Thank you to all who helped.

ok, everthing has been working for a few days now and all of sudden it has stopped working. All of a sudden I see no interrupts. The TSL261 is blue tacked over the LED on my electricity meter which flashes once for every watt. I'm new to express sch so bare with me:

In addition to the above there are 2 LED outputs from arduino digital pins 4 and 5 to show a loop has completed and we've logged a meter reading (i.e. written meter readings to the serial port).

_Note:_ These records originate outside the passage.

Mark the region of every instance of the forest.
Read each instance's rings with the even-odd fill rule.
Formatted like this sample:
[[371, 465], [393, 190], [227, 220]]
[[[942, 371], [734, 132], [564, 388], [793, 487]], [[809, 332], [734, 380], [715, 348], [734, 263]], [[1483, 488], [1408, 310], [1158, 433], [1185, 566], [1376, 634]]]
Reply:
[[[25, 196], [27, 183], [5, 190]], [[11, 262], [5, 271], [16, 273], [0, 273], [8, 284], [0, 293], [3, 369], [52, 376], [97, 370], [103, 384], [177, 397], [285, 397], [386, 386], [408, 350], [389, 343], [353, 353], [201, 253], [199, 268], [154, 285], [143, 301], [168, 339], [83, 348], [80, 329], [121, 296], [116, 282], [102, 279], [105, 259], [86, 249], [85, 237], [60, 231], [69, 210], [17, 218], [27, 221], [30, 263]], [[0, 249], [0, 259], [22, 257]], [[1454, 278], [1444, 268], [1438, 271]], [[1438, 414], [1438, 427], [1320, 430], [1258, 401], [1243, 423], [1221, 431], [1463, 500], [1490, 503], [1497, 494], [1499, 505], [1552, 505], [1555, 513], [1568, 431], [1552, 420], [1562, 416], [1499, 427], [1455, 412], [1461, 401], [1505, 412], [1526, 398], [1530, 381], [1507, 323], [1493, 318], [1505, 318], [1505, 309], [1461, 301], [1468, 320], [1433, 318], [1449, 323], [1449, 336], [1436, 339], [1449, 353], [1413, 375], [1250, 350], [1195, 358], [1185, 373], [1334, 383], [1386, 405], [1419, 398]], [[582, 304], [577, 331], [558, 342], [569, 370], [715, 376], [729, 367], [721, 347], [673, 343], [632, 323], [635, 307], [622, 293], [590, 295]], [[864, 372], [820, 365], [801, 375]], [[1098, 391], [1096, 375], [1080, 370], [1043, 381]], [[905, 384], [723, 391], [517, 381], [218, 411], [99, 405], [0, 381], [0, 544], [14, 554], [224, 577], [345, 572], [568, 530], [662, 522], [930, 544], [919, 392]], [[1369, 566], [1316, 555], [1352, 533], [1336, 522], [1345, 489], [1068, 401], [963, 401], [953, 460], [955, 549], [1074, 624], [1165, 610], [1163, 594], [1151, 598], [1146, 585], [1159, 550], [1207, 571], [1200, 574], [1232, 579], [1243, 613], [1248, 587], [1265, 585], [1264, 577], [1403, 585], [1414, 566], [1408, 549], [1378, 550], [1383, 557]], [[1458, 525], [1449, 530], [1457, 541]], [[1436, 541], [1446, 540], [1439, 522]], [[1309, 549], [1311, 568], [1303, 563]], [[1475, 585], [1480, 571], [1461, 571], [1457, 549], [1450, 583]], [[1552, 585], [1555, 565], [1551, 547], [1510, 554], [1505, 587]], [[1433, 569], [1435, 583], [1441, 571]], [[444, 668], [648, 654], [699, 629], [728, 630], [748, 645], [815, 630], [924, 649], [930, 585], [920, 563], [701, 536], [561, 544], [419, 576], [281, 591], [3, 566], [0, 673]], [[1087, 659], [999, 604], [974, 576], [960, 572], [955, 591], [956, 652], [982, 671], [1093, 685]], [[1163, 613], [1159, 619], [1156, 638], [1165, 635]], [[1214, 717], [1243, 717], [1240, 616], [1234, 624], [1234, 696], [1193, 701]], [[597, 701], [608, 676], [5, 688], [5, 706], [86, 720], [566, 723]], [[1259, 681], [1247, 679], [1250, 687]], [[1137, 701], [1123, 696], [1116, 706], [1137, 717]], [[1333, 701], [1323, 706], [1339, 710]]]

I added the println if no pulses were detected to help debug it and all it outputs is 0 (indicating no interrupts incremented the sensor variable).

I only put the LED from 4n25 emitter to ground to show the pulses from my electricity meter and the same problem exists when the emitter is grounded.

The script follows:

const int  dataLedPin    =  4;  // LED indicating sensor data is received
const int  logLedPin     =  5;  // LED flashes during a log attemp

const int logInterrupt = 1; // ATmega 168 and 328 - interrupt 0 = pin 2, 1 = pin 3
const int interruptPin = 3;

volatile unsigned long sensor = 0;  // Counts power pulses in interrupt, 1 pulse = 1 watt
unsigned long total = 0;  // Total power used since the sketch started

void setup(void)
{
  Serial.begin(19200);      // opens serial port, sets data rate to 19200 bps
  pinMode(dataLedPin, OUTPUT);    // LED interrupt indicator initialization
  pinMode(logLedPin, OUTPUT); 

  pinMode(interruptPin, INPUT);  
  // enable 20k pullup resistor:  
  digitalWrite(interruptPin, HIGH);  
  attachInterrupt(logInterrupt, interruptHandler, FALLING); 
  interrupts();  
  
  Serial.println("Start");
}

void loop(void)
{ 
  // flash the data LED
  digitalWrite(dataLedPin, HIGH);
  delay(50); 
  digitalWrite(dataLedPin, LOW);   
  
  if( sensor != 0 ) { 
     digitalWrite(logLedPin, HIGH);
     Log();
     digitalWrite(logLedPin, LOW);
  } else {
      Serial.println(sensor, DEC);
  }

  delay(6000);
}

void Log()
{
    unsigned long sensor_count;
    uint8_t oldSREG = SREG;   // save interrupt register
    cli();                    // prevent interrupts while accessing the count  
    sensor_count = sensor; //get the count from the interrupt handler
    sensor = 0;           //reset the watts count
    SREG = oldSREG;           // restore interrupts

    total += sensor_count; //total watts counter
    Serial.print(sensor_count, DEC);
    Serial.print(',');
    Serial.println(total);       
}

void interruptHandler() // routine called when external interrupt is triggered
{
  sensor += 1;  //Update number of pulses, 1 pulse = 1 watt
}

When I run this now I see the LED from the opto isolator (4N25) flash for every pulse from my electricity meter which should pull digital pin3 on the arduino to ground and yet the interrupt does not seem to fire.

In your drawing I assume the cathode of the LED internal to the opto is wired to somewhere?